Congress is likely to get a shot at privacy with legislation due to be introduced that would set standards for tracking. Congress already has a bill that says that under no conditions can content providers be asked to pay for handling of traffic. Maybe Billy Joel had the right idea:
They will tell you, you can’t sleep alone in a strange place
Then they’ll tell you, you can’t sleep with somebody else
Ah, but sooner or later you sleep in your own space
Either way it’s okay to wake up with yourself.
We’re closing off economic doors everywhere, and yet economics are the foundation of all markets. Everybody in a commercial framework has to make money, and so some set of people have to pay it. Otherwise, the market wakes up eventually as an empty definition; a bazaar with neither sellers nor buyers because it has no currency of exchange.

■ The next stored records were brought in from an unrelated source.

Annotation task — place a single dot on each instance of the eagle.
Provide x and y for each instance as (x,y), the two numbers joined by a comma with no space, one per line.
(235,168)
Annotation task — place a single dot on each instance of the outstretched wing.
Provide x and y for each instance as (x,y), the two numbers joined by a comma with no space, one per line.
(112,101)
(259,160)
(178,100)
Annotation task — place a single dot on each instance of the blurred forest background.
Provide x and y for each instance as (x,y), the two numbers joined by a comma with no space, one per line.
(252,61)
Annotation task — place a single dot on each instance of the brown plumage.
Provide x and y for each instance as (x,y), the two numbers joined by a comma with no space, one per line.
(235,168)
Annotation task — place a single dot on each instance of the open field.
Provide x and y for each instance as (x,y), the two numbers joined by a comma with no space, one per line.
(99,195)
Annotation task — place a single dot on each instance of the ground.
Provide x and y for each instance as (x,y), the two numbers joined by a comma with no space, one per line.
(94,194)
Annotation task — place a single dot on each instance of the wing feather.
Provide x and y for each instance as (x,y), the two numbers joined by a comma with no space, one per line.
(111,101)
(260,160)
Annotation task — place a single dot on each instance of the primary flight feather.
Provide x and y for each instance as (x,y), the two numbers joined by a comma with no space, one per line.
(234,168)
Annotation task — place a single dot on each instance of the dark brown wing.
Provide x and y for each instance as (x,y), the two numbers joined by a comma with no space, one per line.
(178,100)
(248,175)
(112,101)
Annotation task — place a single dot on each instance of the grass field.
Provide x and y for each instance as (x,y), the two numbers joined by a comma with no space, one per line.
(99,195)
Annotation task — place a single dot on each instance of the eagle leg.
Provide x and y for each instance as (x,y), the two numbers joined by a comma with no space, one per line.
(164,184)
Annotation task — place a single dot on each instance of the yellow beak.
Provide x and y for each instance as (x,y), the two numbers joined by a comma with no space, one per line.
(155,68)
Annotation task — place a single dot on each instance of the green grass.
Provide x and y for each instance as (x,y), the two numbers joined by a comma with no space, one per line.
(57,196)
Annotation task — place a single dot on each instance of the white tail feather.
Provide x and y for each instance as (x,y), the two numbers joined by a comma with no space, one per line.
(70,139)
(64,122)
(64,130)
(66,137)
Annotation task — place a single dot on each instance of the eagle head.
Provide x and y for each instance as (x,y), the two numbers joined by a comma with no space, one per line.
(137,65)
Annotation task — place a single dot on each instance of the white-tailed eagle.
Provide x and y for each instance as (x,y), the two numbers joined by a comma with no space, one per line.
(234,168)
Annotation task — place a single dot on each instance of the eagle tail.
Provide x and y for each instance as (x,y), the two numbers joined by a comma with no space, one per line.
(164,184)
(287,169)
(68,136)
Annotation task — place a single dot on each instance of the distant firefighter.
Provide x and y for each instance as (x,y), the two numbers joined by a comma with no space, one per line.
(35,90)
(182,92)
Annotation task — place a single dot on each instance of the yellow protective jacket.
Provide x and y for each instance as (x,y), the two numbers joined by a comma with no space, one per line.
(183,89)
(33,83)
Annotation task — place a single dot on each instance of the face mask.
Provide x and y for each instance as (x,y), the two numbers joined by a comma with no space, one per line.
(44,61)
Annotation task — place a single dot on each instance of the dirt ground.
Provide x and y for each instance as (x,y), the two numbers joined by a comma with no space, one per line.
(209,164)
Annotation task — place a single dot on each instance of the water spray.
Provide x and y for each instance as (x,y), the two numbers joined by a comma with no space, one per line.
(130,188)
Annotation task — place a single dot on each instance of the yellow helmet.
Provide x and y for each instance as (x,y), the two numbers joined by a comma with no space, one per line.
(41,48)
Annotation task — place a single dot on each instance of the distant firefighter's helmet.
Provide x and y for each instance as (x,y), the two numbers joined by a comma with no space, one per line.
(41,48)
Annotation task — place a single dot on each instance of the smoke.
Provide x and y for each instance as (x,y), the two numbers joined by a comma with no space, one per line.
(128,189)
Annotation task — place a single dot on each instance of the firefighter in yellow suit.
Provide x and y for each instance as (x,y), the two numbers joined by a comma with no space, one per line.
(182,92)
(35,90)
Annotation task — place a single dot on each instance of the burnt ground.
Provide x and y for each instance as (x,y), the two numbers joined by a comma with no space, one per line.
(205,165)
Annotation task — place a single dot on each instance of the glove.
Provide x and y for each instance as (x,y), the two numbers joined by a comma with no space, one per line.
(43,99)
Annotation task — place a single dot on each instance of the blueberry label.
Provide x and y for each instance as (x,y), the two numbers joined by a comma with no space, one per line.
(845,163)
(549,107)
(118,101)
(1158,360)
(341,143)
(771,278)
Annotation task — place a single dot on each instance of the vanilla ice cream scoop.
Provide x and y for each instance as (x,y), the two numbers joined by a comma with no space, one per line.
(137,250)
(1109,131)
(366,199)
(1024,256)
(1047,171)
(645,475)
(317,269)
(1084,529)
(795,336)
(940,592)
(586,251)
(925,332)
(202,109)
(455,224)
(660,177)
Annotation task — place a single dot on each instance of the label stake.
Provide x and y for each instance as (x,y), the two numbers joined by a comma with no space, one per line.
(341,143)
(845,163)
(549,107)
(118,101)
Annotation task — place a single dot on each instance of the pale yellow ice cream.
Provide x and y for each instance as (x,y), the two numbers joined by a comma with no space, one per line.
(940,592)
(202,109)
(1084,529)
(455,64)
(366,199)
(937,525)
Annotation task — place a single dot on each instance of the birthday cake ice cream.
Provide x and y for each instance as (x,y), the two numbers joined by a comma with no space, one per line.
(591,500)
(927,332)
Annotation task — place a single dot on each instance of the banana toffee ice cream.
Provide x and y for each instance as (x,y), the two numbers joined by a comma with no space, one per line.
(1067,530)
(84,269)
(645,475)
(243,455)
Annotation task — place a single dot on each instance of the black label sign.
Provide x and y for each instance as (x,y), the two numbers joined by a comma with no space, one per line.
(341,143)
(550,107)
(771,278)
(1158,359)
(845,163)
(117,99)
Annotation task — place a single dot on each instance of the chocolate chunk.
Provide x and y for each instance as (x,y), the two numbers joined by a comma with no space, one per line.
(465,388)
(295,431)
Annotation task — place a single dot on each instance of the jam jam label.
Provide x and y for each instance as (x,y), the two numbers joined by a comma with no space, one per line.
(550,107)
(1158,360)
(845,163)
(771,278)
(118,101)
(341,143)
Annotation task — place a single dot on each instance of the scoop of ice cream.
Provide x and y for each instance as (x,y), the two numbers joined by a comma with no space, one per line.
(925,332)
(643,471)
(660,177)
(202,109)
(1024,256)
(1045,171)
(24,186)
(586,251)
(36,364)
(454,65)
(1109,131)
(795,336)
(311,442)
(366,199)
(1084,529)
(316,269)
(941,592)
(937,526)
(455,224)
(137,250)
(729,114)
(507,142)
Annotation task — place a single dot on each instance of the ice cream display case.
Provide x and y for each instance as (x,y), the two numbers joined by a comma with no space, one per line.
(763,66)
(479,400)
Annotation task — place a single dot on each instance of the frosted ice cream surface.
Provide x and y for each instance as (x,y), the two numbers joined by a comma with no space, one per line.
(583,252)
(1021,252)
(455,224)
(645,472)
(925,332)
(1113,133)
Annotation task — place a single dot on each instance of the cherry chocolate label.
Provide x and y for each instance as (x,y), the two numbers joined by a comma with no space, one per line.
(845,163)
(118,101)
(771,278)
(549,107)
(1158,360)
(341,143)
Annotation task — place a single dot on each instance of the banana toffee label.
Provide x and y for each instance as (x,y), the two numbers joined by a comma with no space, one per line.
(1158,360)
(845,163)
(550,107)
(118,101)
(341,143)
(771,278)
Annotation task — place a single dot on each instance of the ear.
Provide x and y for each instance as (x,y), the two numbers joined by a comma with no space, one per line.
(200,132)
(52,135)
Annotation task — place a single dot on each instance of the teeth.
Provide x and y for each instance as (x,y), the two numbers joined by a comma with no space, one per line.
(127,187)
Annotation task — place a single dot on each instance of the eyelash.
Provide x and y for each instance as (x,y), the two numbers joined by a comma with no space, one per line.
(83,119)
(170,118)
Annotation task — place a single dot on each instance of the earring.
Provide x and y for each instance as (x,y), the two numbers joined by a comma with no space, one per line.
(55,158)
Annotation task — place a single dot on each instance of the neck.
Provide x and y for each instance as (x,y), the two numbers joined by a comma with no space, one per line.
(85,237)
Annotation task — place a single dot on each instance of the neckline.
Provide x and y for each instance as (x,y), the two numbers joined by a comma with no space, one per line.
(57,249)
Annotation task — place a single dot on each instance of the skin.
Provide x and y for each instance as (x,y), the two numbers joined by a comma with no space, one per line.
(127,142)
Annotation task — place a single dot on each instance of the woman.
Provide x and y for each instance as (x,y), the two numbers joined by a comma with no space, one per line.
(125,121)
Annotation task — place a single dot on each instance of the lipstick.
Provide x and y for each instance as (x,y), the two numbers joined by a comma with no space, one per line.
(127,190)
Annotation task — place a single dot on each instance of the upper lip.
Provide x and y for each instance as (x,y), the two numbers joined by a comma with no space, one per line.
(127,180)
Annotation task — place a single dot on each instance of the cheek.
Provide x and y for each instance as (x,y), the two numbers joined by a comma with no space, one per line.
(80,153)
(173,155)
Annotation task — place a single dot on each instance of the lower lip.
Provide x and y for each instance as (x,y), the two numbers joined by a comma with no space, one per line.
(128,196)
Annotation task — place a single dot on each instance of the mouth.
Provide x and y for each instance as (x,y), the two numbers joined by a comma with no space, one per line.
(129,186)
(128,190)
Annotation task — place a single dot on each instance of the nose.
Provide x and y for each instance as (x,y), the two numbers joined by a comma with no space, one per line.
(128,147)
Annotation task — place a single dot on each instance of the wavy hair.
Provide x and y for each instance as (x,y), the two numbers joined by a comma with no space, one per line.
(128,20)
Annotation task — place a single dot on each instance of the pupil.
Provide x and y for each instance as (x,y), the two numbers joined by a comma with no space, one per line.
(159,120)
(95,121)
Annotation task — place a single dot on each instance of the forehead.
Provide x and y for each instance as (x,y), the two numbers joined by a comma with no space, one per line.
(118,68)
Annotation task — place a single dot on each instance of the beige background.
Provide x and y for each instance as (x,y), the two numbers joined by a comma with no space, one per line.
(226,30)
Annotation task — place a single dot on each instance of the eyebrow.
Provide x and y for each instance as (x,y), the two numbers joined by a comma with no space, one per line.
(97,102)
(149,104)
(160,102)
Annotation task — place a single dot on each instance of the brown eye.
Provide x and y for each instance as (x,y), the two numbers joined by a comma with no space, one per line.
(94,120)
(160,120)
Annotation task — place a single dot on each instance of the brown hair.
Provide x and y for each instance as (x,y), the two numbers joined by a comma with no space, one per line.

The success of the iPhone, of Android, and the growing success of tablets is an indicator of revolution that’s as clear and as convulsive as could be represented by demonstrators in an Egyptian square. But it’s also a revolution, a rebellion, and not a replacement. Creating a new way to consume information doesn’t create a new information market, only new demand. There has to be a New Supply too. The question in telecom, as in Egypt, is whether the forces of change act faster than the forces of reconstruction. Anarchy is the default form of government, and also the default state of a market. It’s not typically the desired state for either one.
Are we seeing the failure of the “social” or “crowdsource” model here on a geopolitical and market scale? I wonder. Ask a million people a question and you’ll likely get a consensus, but not necessarily the right answer. Is a true popular democracy, or a true consumeristic market, doomed to fail because it is incapable of creating a functional system for its own operation? I wonder that too.